As I struggled with the turmoil, I realized I had a choice – either to feel helpless and wallow in self-pity, allowing my sense of inadequacy to grow, or to hold myself together and take charge of my life.

Vipassana, the Buddhist meditation, helped me to discover my inner strength and centeredness. On a retreat, ten days of solitude helped me to be in touch with my own self, gaining comfort and strength. I realized that all of us have to learn to deal with “loss” – loss of innocence, loss due to divorce, loss of dear ones etc.

It helped me to come to terms with what had happened. The meditation, which I have been practising ever since, also taught me that unless we tap the personal power which is within each of us, we cannot lead from positional power – the power that comes from our office and title.

Before the organisation could make radical changes, I had to change my own mindset. I had to clear mental cobwebs and confusions and move out of my comfort zone. It involved the objective evaluation of all our businesses and moving away from our attachment and sentimentality to businesses and people.

I realized that there were many things not going right for Thermax. The company had diversified into several unrelated, non-core areas and that was fragmenting our attention and resources. In the mistaken belief that Thermax would lose its employee oriented culture, we did not develop proper systems and processes.

We had got used to what Sumantra Ghoshal termed as “satisfactory underperformance.” I gave up my Executive position so that there was better clarity of authority, responsibility and accountability between the positions of the Chairperson and the Managing Director

It would take some more time and an operational loss for me to arrive at hard decisions to go for change at Thermax. But by then, the detachment that I gained in that difficult second year helped me realize that we were out of depth and needed external help. Contrary to what my colleagues in Thermax thought, I was convinced that we need to ask for help. We brought in a consultant and set in motion a series of changes.

We restructured our board, clearly differentiating the role of promoters, independent directors and professional management. We exited non-core businesses and decided to stick to the energy-environment space. Tougher and more painful was the challenge of asking some of our employees to leave, as we divested from some businesses and restructured others.

Eventually Thermax would turn around, thanks to the dedication of our senior team and the efforts of our employees, and grow to its present stature –a billion dollar company with global operations.

In 2004 October, I decided to step down and the Board appointed my daughter Meher, who is a Chemical Engineer, as Chairperson. Having gone through the trauma of taking charge of the company overnight, I was determined to ensure a planned and smooth succession.

The Thermax turnaround experience also led me to the most satisfying phase of my life which I am experiencing right now.

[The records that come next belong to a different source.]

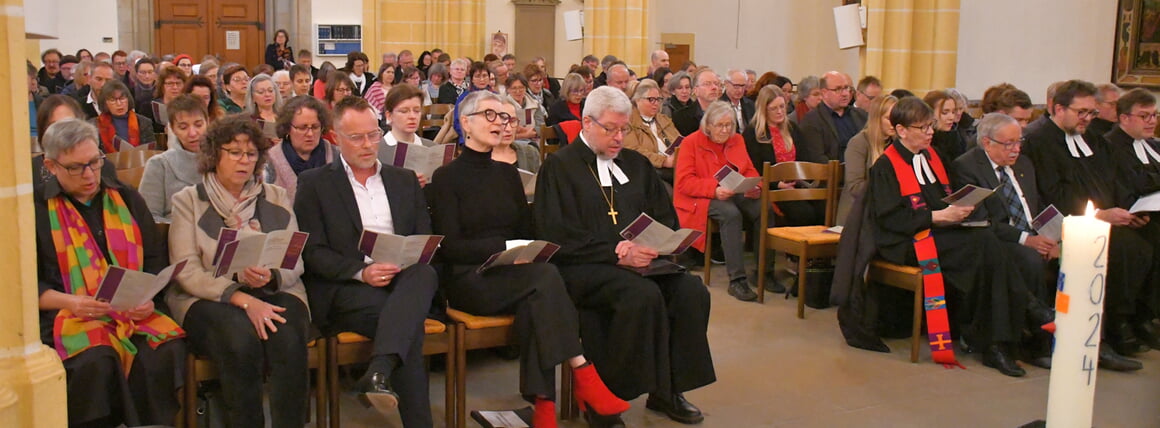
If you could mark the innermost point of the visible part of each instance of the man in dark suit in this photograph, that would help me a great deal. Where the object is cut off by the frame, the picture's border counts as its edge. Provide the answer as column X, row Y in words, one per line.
column 347, row 290
column 993, row 162
column 826, row 129
column 736, row 81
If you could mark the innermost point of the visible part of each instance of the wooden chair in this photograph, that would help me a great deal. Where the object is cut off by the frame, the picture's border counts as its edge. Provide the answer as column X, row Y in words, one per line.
column 201, row 369
column 803, row 241
column 479, row 332
column 906, row 277
column 349, row 348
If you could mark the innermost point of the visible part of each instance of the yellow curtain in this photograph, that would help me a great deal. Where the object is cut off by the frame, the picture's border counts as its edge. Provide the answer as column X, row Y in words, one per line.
column 912, row 44
column 618, row 28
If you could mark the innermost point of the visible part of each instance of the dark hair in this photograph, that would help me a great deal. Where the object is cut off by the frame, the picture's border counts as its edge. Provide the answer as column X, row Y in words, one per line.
column 169, row 71
column 222, row 132
column 1138, row 96
column 50, row 103
column 297, row 103
column 1070, row 89
column 400, row 93
column 338, row 78
column 186, row 103
column 111, row 88
column 910, row 110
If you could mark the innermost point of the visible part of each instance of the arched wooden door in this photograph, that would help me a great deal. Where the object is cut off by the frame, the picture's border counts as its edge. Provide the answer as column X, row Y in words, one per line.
column 233, row 30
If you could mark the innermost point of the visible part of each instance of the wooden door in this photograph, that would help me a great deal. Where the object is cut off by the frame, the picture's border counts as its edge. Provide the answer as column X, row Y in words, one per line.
column 198, row 28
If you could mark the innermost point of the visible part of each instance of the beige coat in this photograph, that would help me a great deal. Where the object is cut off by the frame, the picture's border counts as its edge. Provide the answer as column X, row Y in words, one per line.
column 193, row 236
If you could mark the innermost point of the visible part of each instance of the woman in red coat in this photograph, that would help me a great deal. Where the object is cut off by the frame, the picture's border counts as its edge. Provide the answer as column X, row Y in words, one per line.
column 697, row 195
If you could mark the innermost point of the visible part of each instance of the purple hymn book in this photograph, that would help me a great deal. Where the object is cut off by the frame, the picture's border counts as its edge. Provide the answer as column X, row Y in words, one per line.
column 399, row 251
column 653, row 234
column 278, row 249
column 125, row 289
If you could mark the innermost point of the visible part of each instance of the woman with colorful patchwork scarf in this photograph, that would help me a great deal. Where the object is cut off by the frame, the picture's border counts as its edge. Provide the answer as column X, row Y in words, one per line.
column 122, row 365
column 254, row 323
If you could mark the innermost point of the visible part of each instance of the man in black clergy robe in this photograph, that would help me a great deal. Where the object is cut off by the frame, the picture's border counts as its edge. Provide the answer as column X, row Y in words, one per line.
column 1137, row 158
column 347, row 290
column 995, row 161
column 650, row 332
column 1073, row 166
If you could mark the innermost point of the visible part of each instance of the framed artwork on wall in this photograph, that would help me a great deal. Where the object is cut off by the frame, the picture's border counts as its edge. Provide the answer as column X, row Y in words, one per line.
column 1136, row 62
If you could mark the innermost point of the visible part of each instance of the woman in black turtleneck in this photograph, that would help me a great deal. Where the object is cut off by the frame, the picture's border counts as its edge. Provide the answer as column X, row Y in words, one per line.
column 478, row 204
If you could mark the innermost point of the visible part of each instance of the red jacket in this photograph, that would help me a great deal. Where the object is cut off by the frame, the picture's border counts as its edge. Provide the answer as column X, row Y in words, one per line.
column 696, row 164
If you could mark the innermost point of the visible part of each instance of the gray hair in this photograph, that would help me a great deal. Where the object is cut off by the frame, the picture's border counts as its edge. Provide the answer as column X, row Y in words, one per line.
column 806, row 86
column 992, row 123
column 607, row 99
column 65, row 135
column 643, row 89
column 251, row 108
column 716, row 110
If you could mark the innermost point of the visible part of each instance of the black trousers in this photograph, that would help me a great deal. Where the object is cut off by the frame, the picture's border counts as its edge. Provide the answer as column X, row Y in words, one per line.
column 393, row 317
column 646, row 335
column 101, row 396
column 545, row 319
column 224, row 334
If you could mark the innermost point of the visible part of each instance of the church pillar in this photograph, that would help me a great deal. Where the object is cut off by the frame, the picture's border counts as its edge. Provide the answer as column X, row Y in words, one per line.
column 31, row 377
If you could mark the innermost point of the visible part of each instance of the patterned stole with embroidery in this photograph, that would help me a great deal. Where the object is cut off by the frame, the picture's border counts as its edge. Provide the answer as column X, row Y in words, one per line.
column 82, row 266
column 934, row 291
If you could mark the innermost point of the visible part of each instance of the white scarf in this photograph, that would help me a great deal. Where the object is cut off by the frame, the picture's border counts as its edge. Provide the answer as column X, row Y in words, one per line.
column 922, row 169
column 1078, row 146
column 1144, row 151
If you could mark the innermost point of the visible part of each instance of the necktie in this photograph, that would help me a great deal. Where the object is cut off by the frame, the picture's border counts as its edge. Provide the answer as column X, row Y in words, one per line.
column 1010, row 198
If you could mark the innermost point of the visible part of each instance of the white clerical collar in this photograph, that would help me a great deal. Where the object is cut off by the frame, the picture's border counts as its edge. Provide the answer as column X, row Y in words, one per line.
column 922, row 169
column 1078, row 146
column 604, row 167
column 1144, row 151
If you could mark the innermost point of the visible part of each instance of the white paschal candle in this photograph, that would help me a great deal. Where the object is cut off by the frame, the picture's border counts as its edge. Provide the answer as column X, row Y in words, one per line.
column 1079, row 317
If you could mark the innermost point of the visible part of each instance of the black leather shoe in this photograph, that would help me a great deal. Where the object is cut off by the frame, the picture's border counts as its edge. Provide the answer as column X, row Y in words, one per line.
column 374, row 392
column 740, row 289
column 1123, row 340
column 997, row 358
column 1146, row 332
column 1115, row 362
column 676, row 408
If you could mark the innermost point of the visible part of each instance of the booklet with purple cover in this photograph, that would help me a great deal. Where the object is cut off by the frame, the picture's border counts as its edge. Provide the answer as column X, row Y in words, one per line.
column 653, row 234
column 535, row 252
column 278, row 249
column 1049, row 224
column 125, row 289
column 970, row 195
column 734, row 181
column 417, row 157
column 399, row 251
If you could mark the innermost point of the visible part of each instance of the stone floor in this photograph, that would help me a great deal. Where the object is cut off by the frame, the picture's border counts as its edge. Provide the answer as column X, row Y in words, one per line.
column 775, row 370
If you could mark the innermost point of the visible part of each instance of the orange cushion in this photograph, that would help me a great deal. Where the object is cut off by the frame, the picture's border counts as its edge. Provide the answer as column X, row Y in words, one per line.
column 480, row 321
column 809, row 234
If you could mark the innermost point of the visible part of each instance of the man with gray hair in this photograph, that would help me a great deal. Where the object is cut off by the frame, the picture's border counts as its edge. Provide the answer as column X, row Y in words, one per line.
column 586, row 194
column 995, row 162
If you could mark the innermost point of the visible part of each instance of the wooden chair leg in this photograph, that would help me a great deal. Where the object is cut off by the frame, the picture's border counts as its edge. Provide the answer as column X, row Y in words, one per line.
column 916, row 327
column 802, row 265
column 190, row 391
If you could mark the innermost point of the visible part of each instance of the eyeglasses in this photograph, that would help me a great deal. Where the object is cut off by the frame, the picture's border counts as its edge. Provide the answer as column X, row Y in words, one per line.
column 611, row 131
column 1009, row 145
column 492, row 115
column 79, row 169
column 305, row 129
column 363, row 138
column 1085, row 113
column 237, row 154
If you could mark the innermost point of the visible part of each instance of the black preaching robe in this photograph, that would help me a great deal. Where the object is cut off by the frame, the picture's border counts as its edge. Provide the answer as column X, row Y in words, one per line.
column 644, row 334
column 991, row 297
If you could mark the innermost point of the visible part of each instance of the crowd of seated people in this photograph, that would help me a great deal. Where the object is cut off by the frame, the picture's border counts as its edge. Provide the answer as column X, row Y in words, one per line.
column 319, row 172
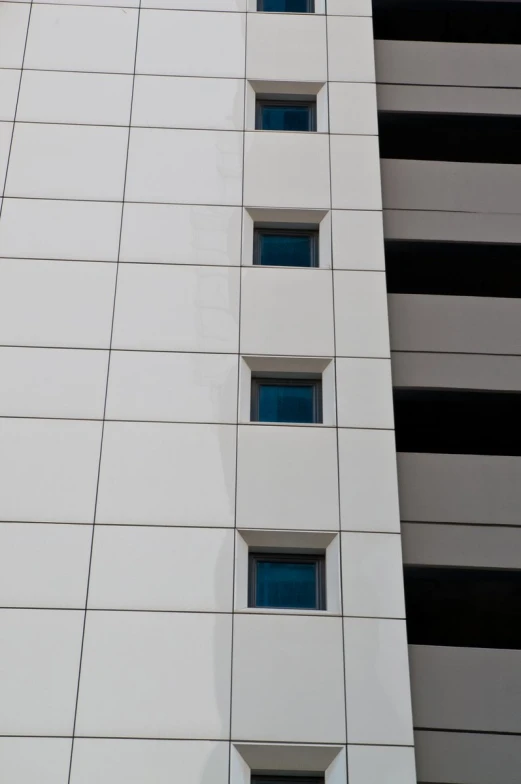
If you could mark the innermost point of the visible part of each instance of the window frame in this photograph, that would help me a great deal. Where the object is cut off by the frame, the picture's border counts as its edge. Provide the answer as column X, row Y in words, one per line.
column 263, row 101
column 310, row 8
column 274, row 380
column 254, row 556
column 259, row 231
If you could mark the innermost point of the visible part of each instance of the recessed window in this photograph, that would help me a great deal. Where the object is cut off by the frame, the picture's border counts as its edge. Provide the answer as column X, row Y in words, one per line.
column 285, row 247
column 287, row 6
column 288, row 581
column 285, row 115
column 292, row 400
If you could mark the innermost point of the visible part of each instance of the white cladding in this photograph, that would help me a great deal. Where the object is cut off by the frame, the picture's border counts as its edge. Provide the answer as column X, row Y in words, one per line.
column 130, row 174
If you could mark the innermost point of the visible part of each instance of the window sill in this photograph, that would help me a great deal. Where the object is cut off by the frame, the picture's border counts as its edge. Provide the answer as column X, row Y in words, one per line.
column 281, row 611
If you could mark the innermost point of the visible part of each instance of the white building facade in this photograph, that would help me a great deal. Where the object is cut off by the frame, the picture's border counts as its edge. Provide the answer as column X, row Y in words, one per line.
column 136, row 323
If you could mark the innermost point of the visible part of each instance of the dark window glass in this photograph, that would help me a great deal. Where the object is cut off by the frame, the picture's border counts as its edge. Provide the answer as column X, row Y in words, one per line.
column 467, row 608
column 460, row 269
column 457, row 421
column 286, row 400
column 461, row 21
column 432, row 136
column 291, row 248
column 287, row 6
column 287, row 581
column 285, row 116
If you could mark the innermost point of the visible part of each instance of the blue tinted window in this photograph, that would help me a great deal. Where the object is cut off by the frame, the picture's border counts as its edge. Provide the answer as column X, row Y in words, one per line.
column 286, row 250
column 288, row 6
column 285, row 117
column 286, row 584
column 286, row 402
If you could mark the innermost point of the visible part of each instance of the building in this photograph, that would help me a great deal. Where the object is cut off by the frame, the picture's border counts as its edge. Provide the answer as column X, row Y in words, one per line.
column 204, row 505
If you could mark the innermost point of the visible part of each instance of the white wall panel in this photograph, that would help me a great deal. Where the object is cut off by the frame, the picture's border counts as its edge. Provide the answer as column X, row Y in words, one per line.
column 44, row 382
column 155, row 761
column 49, row 469
column 287, row 679
column 185, row 102
column 275, row 177
column 54, row 229
column 56, row 303
column 67, row 162
column 172, row 387
column 83, row 38
column 287, row 478
column 296, row 46
column 286, row 312
column 45, row 760
column 13, row 30
column 181, row 234
column 39, row 657
column 167, row 474
column 61, row 97
column 44, row 565
column 177, row 308
column 153, row 568
column 185, row 167
column 368, row 487
column 377, row 682
column 155, row 675
column 192, row 44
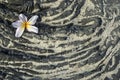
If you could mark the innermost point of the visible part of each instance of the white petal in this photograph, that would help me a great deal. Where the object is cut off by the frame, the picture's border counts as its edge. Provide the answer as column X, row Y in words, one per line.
column 32, row 29
column 33, row 19
column 16, row 24
column 19, row 32
column 22, row 17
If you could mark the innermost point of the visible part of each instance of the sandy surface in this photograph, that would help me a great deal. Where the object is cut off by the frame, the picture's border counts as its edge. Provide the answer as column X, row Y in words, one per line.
column 77, row 40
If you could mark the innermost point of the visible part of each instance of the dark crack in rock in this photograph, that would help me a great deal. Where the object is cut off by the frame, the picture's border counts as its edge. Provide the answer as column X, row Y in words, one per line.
column 77, row 40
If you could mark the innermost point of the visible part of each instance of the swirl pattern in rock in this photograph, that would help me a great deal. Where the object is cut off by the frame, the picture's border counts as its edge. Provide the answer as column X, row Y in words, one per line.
column 77, row 40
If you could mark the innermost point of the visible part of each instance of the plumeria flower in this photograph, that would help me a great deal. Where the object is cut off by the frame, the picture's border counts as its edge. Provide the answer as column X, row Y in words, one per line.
column 23, row 24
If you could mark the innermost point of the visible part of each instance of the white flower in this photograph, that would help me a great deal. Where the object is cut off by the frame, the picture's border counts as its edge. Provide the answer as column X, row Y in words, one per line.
column 23, row 24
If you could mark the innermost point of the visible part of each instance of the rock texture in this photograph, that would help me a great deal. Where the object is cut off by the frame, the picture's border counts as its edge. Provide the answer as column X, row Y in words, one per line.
column 77, row 40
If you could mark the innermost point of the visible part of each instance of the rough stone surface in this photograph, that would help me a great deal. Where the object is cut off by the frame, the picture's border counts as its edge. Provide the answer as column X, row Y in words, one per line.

Realizing that it is not enough for an organization to be profitable alone and that business cannot succeed in a society that fails, I decided to devote my life to the cause of education.

Through the Thermax Social Initiative Foundation, today I am committed to the work of making quality education available to the poorer section of our people. In the sense that I was trained for social work, my life has now come full circle."